12. The Guy Who Left Before The Band Made It Big--Purdue
Spirit Boy Bander: Pete Best, original Beatles drummer
You just know that if Purdue was in a Boy Band, he'd be in a famous one, and he'd leave to go "pursue (purdue?) other projects" before they hit the big time, leaving him a sad, lonely shell of himself answering a lifetime of questions about how he feels about his former bandmates' astronomical success. It's just the type of thing that would happen to Purdue. But this week, we're happy for you, Purdue, because for once, it's not quite so bad to be you! You won a game! True, it was against Illinois, and you got there following a doinked field goal brought about by Darrell Hazell's innovative coaching strategy of "icing the kicker," but you actually won a conference game!
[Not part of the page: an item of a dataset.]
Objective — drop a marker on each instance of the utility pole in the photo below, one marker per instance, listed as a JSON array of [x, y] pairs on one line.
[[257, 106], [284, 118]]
And, what's better news for you--Illinois is so bad they probably don't qualify as Purdue Harbor, so that's still on the table! Can you carry forward that momentum into your game with Iowa this weekend and win a literally unprecedented second game in a row? Success may hinge on saving all of your timeouts in case of another icing scenario.
13. The Cutie Pie--Illinois
Spirit Boy Bander: Zac Hanson, Hanson
Aw, Illinois. You're kind of adorable and we want to like you, but frankly, you make us kind of uncomfortable. It might be because, like Zac Hanson, you're the B1G's equivalent of a 12-year-old in a pop act and we all kind of feel a little weird about that. You're not even a teenager, you know? What are you doing up there maintaining a full-time performance schedule? What kind of parents would let this happen to you? As we have recently seen, it all seems to be a little much for you, because you lost to Purdue, and that is never a sign of a healthy emotional life. Beat Rutgers this weekend, go 1 for 2 on beating terrible teams, and get yourself into some therapy sessions, STAT.
14. Overly Enthusiastic Fangirl Weeping in the Audience--Rutgers
Spirit Boy Bander: Any number of highly enthusiastic pre-teens capable of being moved to tears by The Beatles/N*SYNC/One Direction
Oh Rutgers. First, the good news. The rest of the boy bands wouldn't exist without you--the screaming, obsessive fandom of a teenage girl enables mediocre pop acts to sell millions of albums, and somewhat similarly, none of the Big Ten teams would be playing football if Rutgers hadn't invented it. (#thebirthplace) So, silly though you may seem, we have to thank you in spite of ourselves. But now, the bad news: you're ridiculous and you're embarrassing yourself and someday, you're going to look back on this period of your life with deep shame and regret. Your best chance at salvaging some self-respect comes against Illinois this weekend, so seize this opportunity.